Ce fut un moment curieux que ces animaux malhabiles en hauteur qui avaient pour mission de donner deux ou trois coups de dents dans chaque pomme de manière à ne présenter dans l'arbre rancunier que des trognons pour montrer son mécontentement, c'est du moins ainsi que le pommier espérait se faire comprendre de son propriétaire.

L'opération effectuée, les gamins rangèrent le matériel non sans avoir récupéré au vol les petits rongeurs rassasiés et heureux, eux aussi du vilain tour qu'ils venaient de jouer à un individu dont les chiens ne cessaient jamais de les tourmenter. Chacun semble-t-il dans le pays avait une dent contre cet homme de fort mauvaise compagnie.

Tous donc guettèrent sa venue dans la prairie où trônait en majesté le pommier. Les gamins derrière la cabane, les animaux au seuil de leurs terriers et l'arbre, bien ancré dans ses racines. Quand l'homme arriva avec à son bras un panier d'osier, ayant l'intention de cueillir quelques pommes, il constata avec étonnement ce qui s'était passé.

Il entra dans une colère noire. Ses cris et ses injures furent pour les témoins de la scène une récompense dont ils se délectèrent un temps. Mais la suite fut bien moins délectable puisque le furieux, dans un mouvement inconsidéré alla quérir dans sa cabane une tronçonneuse pour scier le pommier qui d'après lui avait contracté une maladie.

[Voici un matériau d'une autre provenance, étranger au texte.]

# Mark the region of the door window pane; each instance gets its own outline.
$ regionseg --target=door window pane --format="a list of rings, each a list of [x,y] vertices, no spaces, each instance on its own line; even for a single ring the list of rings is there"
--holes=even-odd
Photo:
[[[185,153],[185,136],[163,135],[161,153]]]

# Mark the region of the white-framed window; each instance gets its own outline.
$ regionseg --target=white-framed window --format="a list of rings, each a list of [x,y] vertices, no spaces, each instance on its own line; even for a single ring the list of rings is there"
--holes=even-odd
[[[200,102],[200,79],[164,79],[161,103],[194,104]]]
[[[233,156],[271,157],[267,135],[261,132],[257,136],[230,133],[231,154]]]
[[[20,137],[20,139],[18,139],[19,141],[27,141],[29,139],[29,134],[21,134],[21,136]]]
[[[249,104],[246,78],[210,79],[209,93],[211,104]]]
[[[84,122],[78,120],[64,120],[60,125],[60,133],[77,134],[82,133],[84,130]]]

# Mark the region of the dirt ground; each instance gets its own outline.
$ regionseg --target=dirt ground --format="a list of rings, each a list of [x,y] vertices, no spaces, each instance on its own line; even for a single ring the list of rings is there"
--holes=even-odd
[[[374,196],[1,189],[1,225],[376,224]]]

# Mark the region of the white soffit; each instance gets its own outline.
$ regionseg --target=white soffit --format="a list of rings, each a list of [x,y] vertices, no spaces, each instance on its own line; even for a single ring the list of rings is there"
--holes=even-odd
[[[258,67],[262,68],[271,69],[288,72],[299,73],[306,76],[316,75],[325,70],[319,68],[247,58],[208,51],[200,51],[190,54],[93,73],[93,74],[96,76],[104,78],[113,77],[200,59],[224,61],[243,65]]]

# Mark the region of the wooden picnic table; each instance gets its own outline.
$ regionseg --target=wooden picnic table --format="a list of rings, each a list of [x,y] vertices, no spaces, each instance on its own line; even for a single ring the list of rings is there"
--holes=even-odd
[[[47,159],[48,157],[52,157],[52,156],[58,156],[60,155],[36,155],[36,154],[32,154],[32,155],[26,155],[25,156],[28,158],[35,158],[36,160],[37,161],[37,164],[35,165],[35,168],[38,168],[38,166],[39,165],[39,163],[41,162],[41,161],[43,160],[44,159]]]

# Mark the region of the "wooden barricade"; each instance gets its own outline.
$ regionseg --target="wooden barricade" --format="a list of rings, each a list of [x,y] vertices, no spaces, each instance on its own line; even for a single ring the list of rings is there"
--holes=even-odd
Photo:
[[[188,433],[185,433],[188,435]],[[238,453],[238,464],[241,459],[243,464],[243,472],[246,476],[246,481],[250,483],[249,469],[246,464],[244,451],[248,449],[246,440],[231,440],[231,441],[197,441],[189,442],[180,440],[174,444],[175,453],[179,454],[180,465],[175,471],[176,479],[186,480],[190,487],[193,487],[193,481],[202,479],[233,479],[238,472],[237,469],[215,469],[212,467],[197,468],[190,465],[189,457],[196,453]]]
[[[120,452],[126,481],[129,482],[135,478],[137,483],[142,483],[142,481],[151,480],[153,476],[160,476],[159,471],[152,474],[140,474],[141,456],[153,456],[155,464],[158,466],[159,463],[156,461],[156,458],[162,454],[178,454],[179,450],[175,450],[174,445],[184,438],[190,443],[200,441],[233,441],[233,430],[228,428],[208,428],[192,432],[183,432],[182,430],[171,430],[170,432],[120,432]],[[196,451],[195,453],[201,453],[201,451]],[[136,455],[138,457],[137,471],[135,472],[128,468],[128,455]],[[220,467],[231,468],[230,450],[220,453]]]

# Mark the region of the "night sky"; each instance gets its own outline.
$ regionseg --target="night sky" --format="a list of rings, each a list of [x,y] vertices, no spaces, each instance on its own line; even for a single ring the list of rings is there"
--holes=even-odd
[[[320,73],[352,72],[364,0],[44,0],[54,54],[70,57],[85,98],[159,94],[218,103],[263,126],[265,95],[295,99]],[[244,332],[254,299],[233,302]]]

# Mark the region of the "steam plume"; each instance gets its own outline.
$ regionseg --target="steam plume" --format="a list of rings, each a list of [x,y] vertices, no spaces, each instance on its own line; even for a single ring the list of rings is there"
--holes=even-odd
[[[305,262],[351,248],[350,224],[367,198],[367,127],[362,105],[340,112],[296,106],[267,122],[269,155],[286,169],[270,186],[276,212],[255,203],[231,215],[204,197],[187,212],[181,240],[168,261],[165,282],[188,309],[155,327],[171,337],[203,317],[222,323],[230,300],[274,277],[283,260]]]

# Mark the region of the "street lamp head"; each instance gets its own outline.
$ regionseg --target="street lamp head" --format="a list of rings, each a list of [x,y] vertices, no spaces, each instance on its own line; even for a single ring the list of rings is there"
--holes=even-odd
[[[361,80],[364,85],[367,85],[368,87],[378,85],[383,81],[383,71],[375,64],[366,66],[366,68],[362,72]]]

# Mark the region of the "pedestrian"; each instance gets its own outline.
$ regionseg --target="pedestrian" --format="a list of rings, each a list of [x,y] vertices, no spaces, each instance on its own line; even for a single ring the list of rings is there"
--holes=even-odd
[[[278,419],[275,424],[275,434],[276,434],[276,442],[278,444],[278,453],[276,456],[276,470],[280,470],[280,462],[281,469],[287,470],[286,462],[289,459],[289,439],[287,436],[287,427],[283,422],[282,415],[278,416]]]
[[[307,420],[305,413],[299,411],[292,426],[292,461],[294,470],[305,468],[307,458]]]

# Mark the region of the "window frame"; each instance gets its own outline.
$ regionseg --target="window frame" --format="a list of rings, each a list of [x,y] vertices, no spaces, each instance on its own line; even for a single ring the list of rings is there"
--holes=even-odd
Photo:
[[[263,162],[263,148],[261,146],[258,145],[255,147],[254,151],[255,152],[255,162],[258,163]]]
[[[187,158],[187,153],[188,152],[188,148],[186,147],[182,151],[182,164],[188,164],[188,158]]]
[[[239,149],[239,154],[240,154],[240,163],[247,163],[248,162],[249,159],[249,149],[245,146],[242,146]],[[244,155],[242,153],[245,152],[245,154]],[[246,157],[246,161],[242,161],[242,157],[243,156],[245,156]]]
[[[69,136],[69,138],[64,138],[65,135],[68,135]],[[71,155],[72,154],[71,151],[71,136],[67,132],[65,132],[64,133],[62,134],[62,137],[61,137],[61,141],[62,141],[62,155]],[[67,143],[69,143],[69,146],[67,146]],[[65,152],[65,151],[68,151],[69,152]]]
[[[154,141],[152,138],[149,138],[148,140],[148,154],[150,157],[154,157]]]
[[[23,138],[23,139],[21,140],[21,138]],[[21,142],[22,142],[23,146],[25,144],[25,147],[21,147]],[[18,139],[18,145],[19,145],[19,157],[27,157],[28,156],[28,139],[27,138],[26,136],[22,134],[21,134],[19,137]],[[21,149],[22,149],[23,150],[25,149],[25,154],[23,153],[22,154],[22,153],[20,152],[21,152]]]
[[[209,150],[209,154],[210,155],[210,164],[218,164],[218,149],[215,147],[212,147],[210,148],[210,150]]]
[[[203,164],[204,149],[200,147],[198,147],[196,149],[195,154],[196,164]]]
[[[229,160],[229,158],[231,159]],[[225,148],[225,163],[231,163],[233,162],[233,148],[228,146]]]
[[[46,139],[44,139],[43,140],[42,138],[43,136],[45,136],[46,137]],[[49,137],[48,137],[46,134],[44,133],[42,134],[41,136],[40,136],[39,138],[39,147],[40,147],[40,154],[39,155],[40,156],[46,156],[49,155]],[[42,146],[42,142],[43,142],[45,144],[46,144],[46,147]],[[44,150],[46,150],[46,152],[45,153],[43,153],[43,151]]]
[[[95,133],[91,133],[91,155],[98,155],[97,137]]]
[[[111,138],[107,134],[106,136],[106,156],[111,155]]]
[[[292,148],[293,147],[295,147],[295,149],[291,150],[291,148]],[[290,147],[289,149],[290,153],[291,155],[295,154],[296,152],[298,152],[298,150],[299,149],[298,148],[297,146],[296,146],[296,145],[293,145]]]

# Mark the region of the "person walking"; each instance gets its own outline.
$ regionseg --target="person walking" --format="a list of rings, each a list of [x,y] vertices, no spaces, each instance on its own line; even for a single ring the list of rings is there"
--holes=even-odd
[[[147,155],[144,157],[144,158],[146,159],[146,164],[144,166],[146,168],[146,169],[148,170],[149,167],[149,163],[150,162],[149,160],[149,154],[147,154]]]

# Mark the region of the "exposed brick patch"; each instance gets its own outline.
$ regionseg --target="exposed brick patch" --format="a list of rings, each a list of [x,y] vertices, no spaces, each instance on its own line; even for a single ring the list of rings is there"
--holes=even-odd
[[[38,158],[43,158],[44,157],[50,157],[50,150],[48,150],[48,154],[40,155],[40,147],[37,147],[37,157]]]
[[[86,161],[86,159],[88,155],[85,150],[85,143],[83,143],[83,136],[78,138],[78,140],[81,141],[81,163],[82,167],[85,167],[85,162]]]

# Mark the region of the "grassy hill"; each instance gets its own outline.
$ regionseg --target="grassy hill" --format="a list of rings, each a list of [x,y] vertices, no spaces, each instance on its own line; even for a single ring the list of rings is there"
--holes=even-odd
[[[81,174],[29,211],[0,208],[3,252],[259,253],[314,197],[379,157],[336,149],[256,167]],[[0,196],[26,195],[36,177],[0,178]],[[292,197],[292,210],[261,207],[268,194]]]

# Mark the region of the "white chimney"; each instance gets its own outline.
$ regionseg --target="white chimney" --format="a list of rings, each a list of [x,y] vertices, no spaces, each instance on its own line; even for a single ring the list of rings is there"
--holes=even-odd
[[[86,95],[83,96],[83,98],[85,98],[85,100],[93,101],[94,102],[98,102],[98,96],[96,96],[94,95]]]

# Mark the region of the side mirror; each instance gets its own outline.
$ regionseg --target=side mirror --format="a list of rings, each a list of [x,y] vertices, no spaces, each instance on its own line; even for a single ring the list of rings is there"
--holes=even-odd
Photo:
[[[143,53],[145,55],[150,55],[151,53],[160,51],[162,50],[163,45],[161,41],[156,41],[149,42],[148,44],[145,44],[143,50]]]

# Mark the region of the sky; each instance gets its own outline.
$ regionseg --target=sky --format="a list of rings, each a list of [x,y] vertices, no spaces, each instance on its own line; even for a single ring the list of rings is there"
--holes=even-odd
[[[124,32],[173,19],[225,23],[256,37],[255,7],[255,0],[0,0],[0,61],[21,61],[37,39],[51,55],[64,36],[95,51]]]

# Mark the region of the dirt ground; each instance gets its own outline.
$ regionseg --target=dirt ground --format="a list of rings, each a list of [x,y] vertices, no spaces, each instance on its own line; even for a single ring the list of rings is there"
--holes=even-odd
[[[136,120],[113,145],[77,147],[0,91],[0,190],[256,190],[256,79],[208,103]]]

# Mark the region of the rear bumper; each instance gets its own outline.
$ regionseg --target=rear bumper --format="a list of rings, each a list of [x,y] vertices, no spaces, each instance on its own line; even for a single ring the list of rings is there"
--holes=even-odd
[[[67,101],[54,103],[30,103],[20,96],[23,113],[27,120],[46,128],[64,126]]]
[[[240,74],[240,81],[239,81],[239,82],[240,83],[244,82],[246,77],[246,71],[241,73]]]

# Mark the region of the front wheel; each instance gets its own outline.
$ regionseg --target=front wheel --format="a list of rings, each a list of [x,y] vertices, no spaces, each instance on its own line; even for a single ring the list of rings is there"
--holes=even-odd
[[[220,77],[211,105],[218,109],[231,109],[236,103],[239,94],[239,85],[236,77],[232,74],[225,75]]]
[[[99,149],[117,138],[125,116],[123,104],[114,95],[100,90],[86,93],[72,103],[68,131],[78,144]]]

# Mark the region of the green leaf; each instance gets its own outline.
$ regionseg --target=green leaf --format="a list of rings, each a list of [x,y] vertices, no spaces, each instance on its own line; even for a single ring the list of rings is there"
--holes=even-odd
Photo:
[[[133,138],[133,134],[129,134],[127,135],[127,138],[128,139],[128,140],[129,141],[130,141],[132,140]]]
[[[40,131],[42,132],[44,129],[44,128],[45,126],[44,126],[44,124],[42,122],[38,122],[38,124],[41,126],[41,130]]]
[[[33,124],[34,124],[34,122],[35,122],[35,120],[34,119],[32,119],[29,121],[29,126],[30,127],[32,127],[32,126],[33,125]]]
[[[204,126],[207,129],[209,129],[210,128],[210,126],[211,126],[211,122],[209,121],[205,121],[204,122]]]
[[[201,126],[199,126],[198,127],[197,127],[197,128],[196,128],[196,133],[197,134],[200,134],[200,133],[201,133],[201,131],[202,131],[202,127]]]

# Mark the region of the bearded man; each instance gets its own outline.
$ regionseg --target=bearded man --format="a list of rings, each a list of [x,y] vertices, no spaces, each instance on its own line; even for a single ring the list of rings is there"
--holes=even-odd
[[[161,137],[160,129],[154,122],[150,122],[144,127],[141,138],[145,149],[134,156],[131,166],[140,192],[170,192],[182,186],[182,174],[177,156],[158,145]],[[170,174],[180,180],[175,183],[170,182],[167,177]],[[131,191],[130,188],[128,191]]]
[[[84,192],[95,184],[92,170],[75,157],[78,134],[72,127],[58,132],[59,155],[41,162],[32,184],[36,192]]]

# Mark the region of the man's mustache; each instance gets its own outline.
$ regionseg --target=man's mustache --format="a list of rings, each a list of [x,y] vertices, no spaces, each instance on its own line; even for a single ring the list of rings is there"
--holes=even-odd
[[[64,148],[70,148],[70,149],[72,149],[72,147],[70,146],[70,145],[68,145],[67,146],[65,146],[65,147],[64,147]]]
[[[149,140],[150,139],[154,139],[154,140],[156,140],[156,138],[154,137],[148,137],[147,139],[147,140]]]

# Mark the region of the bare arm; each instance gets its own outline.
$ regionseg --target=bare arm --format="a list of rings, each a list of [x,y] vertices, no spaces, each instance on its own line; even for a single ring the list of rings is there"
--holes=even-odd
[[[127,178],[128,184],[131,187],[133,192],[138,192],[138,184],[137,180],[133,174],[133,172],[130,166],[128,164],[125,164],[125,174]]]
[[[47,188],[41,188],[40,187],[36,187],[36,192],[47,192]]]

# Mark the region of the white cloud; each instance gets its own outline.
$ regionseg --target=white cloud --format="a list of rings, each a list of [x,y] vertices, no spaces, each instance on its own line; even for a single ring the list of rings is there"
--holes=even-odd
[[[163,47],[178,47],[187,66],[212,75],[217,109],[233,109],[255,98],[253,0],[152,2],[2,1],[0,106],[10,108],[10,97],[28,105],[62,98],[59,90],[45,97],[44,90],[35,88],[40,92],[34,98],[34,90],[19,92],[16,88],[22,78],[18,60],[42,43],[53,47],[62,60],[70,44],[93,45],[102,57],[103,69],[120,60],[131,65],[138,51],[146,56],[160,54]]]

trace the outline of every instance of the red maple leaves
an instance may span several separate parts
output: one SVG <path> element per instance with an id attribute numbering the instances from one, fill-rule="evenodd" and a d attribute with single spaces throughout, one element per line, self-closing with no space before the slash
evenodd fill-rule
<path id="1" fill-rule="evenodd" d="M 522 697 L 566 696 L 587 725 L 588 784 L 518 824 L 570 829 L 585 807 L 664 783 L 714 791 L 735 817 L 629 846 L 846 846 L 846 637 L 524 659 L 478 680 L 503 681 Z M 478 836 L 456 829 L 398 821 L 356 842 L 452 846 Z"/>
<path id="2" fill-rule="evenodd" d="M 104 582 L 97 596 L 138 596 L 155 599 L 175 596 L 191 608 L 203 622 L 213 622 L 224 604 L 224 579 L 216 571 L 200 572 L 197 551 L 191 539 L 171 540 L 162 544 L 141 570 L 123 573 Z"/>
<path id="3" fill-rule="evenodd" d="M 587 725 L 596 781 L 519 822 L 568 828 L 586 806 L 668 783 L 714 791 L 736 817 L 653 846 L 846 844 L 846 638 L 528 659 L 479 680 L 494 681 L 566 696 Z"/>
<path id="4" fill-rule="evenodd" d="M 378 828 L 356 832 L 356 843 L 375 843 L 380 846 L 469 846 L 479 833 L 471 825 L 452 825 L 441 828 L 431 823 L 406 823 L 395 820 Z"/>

Les gamins eurent beau surgir de derrière leur cachette, les animaux de leurs terriers pour faire diversion et détourner l'assassin sylvestre, rien ne perturba l'homme dans son projet funeste. L'arbre chut en une longue plainte qui déchira le cœur de tous ceux qui assistèrent à cette exécution capitale. Seul le bûcheron d'occasion se réjouit d'un forfait dont rien ne justifiait hélas sa réalisation.

L'arbre fut débité et ironie du sort, le jardinier qui était quelque peu bricoleur laissa sécher des planches ayant le dessein de faire un portique pour ses petits enfants qui étaient si trognons. Dans son malheur, le pommier pensa amèrement que dans cette histoire, le destin s'était fichu de sa poire.

Puis le temps passa, il se réjouit de son nouvel usage, les petits enfants du méchant homme étant charmants. Seul regret pour lui, il ne fait plus jamais de pommes. Voilà ce qui advint à qui entend se venger sans que du reste, les raisons en soient véritablement valables. Quant à l'auteur de cette sornette, il continue de balancer entre la fable et le conte moral, sur un ordinateur marqué décoré d'une pomme entamée, qui explique sans nul doute, l'origine de cette histoire abracadabrantesque.